Code of Conduct
We want to turn Quanta into a lovely, friendly, fun community.
That's why we have put together some small Code of Conduct guidelines, based on the ones suggested by the Ubuntu community.
You are going to contribute into a project used - potentially - by thousands of people. Applying wrong changes to code, documentation, translations, etc. - may negatively impact others' work. And it's really not fun!
Because even if sometimes we disagree, and that's causing us frustration, that doesn't ever justify poor manners, threatening, personal attacks and so on.
We are open source, we are a community, and we should always be open to collaboration, working closely with each other to make Quanta great.
When we disagree, we consult others.
Conflicts in our community can take many forms. Disagreements, social and technical, are normal, but we do not allow them to persist and fester leaving others uncertain of the agreed direction.
We expect individuals to first try to resolve conflicts between themselves in a constructive manner, asking for help when needed. This approach gives people more control over the outcome of their dispute.

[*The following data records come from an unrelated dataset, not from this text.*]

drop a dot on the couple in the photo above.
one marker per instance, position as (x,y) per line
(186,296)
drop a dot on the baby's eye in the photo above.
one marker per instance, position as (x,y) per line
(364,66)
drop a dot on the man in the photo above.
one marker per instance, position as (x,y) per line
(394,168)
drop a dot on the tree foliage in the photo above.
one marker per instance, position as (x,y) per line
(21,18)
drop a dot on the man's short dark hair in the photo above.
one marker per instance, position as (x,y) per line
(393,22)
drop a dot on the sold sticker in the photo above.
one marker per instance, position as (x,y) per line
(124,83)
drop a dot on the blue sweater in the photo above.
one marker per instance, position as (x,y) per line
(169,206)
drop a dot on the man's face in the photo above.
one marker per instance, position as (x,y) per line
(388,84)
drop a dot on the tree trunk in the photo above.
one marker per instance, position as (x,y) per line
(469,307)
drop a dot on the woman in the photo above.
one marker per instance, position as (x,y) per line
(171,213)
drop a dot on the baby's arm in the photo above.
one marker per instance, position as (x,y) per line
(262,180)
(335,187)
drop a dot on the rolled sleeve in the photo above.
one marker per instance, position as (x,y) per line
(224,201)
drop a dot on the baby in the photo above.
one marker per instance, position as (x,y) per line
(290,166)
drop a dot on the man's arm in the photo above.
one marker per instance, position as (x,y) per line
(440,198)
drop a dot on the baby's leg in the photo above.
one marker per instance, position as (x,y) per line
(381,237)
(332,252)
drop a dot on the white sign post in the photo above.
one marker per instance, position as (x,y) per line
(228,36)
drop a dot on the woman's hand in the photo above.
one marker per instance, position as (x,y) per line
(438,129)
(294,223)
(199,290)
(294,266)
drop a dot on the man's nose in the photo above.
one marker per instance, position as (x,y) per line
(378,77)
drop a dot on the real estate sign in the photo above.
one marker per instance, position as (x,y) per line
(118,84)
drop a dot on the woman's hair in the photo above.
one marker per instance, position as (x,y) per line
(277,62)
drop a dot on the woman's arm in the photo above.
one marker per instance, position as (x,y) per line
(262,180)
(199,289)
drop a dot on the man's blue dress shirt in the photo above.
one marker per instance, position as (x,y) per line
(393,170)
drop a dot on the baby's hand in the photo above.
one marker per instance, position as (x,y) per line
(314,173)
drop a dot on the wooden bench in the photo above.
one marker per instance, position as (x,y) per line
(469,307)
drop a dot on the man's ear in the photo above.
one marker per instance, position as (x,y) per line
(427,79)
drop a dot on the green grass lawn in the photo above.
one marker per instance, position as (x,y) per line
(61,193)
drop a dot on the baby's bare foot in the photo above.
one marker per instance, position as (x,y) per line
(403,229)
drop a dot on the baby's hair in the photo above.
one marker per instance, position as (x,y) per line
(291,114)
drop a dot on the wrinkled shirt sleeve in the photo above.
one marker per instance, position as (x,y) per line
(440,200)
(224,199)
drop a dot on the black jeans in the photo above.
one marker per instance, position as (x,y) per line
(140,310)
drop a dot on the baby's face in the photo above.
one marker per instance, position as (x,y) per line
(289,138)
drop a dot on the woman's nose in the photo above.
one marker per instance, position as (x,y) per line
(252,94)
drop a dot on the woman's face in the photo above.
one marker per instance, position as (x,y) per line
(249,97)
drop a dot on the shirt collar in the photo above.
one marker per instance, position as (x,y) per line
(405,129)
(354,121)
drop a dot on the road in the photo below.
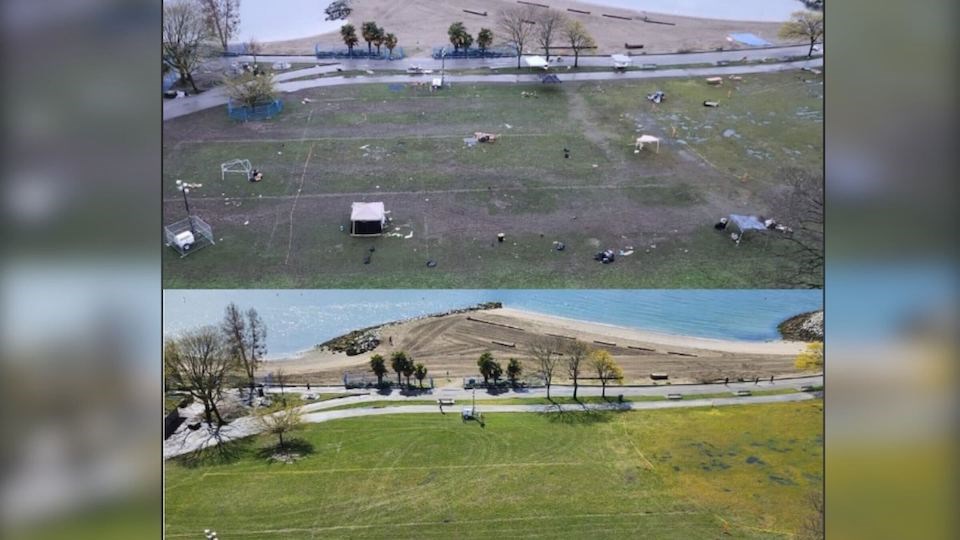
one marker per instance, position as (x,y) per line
(173,108)
(186,441)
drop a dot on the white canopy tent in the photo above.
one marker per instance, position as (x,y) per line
(621,61)
(536,62)
(367,219)
(745,223)
(644,140)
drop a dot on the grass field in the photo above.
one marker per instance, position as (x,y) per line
(684,473)
(447,201)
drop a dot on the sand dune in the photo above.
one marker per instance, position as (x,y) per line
(449,346)
(421,25)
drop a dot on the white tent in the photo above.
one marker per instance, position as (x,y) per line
(621,61)
(367,219)
(644,140)
(536,62)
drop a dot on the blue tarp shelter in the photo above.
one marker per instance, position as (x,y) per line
(749,39)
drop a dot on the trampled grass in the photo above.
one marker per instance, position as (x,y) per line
(447,201)
(691,473)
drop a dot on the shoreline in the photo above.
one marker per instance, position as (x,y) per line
(326,358)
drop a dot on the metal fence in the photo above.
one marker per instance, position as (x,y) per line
(258,112)
(359,54)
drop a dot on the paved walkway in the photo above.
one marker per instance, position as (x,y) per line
(186,441)
(173,108)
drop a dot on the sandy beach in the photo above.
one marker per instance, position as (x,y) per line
(421,25)
(450,344)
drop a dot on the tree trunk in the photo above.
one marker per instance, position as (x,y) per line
(192,83)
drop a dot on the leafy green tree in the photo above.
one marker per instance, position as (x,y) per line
(606,368)
(806,25)
(456,33)
(390,42)
(349,35)
(514,369)
(281,422)
(420,372)
(484,39)
(398,363)
(496,371)
(370,31)
(485,363)
(379,367)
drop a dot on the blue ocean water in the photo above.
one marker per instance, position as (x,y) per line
(298,319)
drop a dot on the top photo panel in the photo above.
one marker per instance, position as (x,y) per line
(492,144)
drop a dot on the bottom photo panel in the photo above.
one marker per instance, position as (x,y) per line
(493,413)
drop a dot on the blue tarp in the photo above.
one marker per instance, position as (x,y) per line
(749,39)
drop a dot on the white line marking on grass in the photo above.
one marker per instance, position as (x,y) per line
(450,523)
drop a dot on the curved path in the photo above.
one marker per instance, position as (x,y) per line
(173,108)
(186,441)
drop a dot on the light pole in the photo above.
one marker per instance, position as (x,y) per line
(443,63)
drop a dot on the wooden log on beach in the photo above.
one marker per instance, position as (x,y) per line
(494,324)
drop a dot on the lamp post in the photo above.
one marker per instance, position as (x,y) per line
(443,63)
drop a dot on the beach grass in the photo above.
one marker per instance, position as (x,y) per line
(685,473)
(448,201)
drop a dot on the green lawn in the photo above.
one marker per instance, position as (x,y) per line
(694,473)
(447,201)
(611,398)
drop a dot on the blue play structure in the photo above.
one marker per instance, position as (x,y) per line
(749,39)
(359,53)
(259,112)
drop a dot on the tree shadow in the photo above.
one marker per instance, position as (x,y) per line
(298,446)
(217,452)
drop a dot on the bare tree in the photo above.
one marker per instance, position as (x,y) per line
(576,352)
(802,210)
(185,33)
(804,25)
(223,19)
(201,362)
(550,24)
(245,337)
(253,47)
(514,23)
(578,38)
(281,422)
(546,352)
(606,368)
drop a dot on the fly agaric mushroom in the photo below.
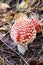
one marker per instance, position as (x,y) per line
(35,21)
(22,33)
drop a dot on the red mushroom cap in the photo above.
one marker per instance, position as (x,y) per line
(35,21)
(23,31)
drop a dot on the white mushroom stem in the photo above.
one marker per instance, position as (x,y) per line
(22,49)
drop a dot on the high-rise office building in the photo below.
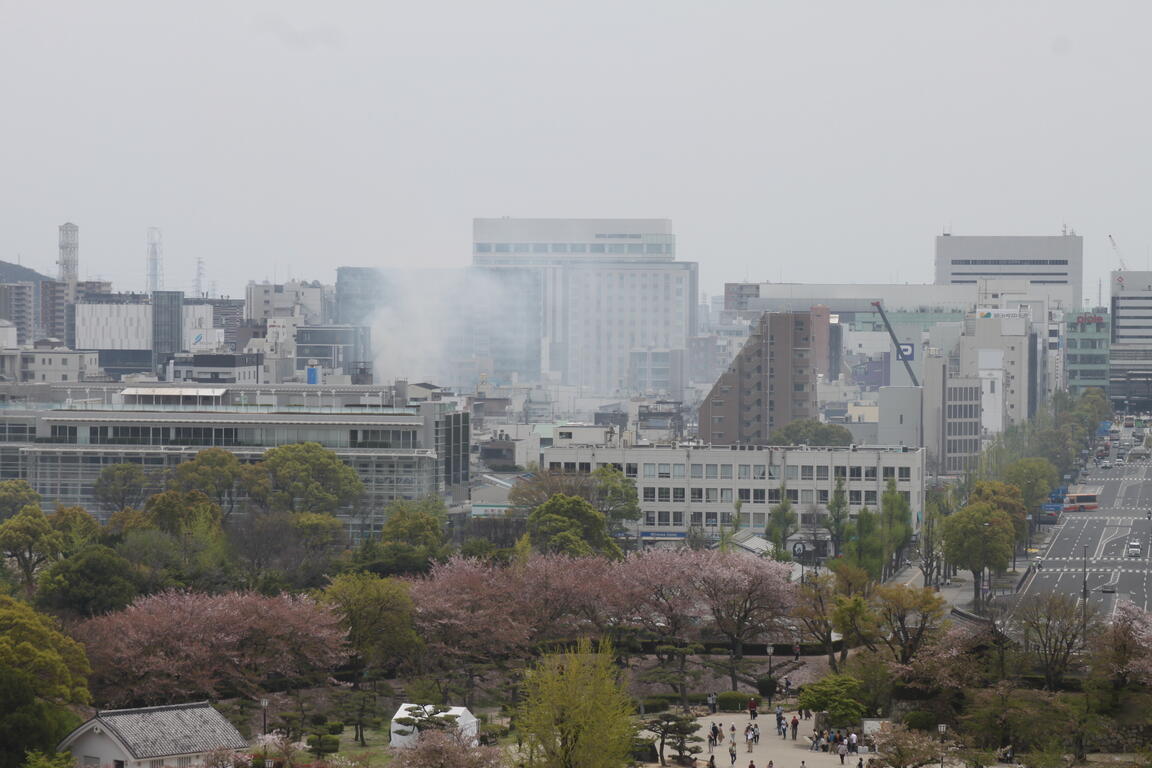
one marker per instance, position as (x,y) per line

If that fails, we escalate the matter to structures with designated leaders to step in and provide clarity and direction. When conflicts do arise there is a thought-out and agreed process for resolving them: Conflict Resolution Policy.
We will not tolerate bullying or harassment of any member of the Quanta community.
If you feel threatened or violated as a result of intimidating, bullying, harassing, abusive, discriminatory, derogatory, or demeaning conduct, please speak up and ask it to stop. If you do not feel that you can speak up, contact the Community Working Group immediately with evidence of the incident. Incidents of bullying and harassment can be reported privately and will be treated seriously and discreetly.
Please speak up if you notice someone else being subjected to such behavior. Refer people to our Code of Conduct and point out such behavior is unwelcome.
When we are unsure, we ask for help.
Asking questions - when needing answers - is the most natural, therefore encouraged - activity in an open source project. On the other hand, replies to questions should always be responsive and helpful.